IdiomX – Idiom Understanding Benchmark (Tasks & Experiments)

[] []

Overview

Understanding idiomatic language remains a major challenge in NLP due to its non-literal and context-dependent nature.

IdiomX introduces a unified benchmark framework for idiom understanding, spanning classification, contextual prediction, and cross-lingual retrieval.

This repository focuses on:

evaluating idiom understanding tasks
building reproducible deep learning pipelines
demonstrating practical inference systems

This repository focuses on benchmarking and modeling.
Dataset construction is described separately.

Dataset

We use the high-quality final IdiomX dataset, available here:

🤗 Hugging Face: https://huggingface.co/datasets/aymansharara/IdiomX
📊 Kaggle: https://www.kaggle.com/datasets/aymansharara/idiomx

The dataset includes:

English idioms with contextual examples
Arabic translations and semantic alignment
idiomatic vs literal labels
multiple examples per idiom

Although this work focuses on English–Arabic alignment, the pipeline is language-agnostic and can be extended to other languages.

Repository Structure

	IdiomX/
	│
	├── data/
	│
	├── notebooks/
	│   ├── idiomx_dataset_analysis.ipynb
	│   ├── Task1_idiom_detection_Benchmark.ipynb
	│   ├── Task1_idiom_detection_Demo.ipynb
	│   ├── Task2_Context_to_Idiom_Benchmark.ipynb
	│   ├── Task2_Context_to_Idiom_Demo.ipynb
	│   ├── Task3_Arabic_Semantic_Retrieval_Benchmark.ipynb
	│   └── Task3_Arabic_Semantic_Retrieval_Demo.ipynb	
	│
	├── figures/
	│
	├── artifacts/
	│   ├── task1/
	│   ├── task2/
	│   └── task3/
	│
	├── paper/
	│
	└── README.md

loading dataset

loading varient dataset from huggingface

# 1.1 load datasets
from datasets import load_dataset
import pandas as pd

# Full dataset load
HF_DATASET_NAME = "aymansharara/IdiomX"
HF_CONFIG_NAME = "idiomx_full"

dataset = load_dataset(HF_DATASET_NAME, HF_CONFIG_NAME)
df_raw = dataset["full"].to_pandas()

# task2 idiomx retrieval dataset load
HF_DATASET_ID = "aymansharara/IdiomX"
CONFIG_NAME = "task2_idiomx_retrieval_dataset"

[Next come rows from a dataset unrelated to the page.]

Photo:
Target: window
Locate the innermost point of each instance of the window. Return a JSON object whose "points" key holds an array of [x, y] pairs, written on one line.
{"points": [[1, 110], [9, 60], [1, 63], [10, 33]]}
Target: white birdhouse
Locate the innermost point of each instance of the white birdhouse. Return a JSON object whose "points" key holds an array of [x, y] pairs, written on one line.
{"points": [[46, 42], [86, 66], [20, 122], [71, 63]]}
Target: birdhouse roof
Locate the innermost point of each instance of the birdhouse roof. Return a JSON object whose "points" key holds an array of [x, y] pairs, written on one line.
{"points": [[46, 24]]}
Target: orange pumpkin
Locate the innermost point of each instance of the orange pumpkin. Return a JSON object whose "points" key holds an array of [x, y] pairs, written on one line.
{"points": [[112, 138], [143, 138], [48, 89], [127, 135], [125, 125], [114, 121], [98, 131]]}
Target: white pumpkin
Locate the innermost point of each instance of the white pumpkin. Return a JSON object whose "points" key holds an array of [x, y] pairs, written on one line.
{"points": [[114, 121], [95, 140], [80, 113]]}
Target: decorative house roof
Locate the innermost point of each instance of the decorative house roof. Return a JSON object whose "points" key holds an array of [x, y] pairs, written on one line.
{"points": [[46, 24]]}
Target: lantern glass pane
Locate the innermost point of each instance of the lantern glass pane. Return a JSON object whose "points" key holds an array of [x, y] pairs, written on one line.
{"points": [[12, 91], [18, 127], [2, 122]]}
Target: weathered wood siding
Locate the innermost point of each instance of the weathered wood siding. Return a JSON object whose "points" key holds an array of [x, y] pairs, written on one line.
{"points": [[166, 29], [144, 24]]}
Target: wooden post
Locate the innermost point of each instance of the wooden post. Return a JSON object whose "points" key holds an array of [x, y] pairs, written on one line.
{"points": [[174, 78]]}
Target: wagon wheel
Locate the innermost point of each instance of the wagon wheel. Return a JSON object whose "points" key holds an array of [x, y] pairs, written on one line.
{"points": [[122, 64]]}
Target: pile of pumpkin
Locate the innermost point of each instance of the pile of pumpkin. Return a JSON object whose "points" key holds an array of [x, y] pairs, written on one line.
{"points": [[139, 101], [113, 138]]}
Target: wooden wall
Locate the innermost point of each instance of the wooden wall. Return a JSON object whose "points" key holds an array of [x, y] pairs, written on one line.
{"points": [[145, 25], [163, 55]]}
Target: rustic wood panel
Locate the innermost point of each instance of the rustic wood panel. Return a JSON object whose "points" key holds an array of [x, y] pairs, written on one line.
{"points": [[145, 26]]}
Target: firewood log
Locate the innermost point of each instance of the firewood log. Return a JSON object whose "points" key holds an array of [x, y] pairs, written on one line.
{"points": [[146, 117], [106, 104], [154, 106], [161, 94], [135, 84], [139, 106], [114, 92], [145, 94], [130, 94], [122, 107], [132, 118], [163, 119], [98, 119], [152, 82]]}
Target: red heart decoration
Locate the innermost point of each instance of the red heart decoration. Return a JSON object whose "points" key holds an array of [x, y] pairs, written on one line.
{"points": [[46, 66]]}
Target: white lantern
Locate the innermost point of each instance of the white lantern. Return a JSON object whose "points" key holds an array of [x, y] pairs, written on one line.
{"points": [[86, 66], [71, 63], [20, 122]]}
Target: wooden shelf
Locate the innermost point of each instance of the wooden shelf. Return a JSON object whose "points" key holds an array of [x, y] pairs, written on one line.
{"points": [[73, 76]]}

dataset = load_dataset(HF_DATASET_ID, CONFIG_NAME)
df = dataset[list(dataset.keys())[0]].to_pandas()

Benchmark Tasks

These tasks form a progressive evaluation setup, moving from classification to contextual reasoning and finally to cross-lingual semantic alignment.

1. Idiom Detection

classify idiomatic vs literal usage
transformer-based models (e.g., DeBERTa)

2. Context → Idiom (Main Task)

Given a sentence, predict the correct idiom.

Pipeline:

dense retrieval (MiniLM)
lexical retrieval (BM25)
hybrid scoring
cross-encoder reranking

This task represents the primary contribution of the benchmark.

3. Arabic → Idiom (Cross-lingual)

Given Arabic input, retrieve the corresponding English idiom.

This task evaluates:

multilingual understanding
cross-lingual semantic alignment

Interactive Demos (Hugging Face Spaces)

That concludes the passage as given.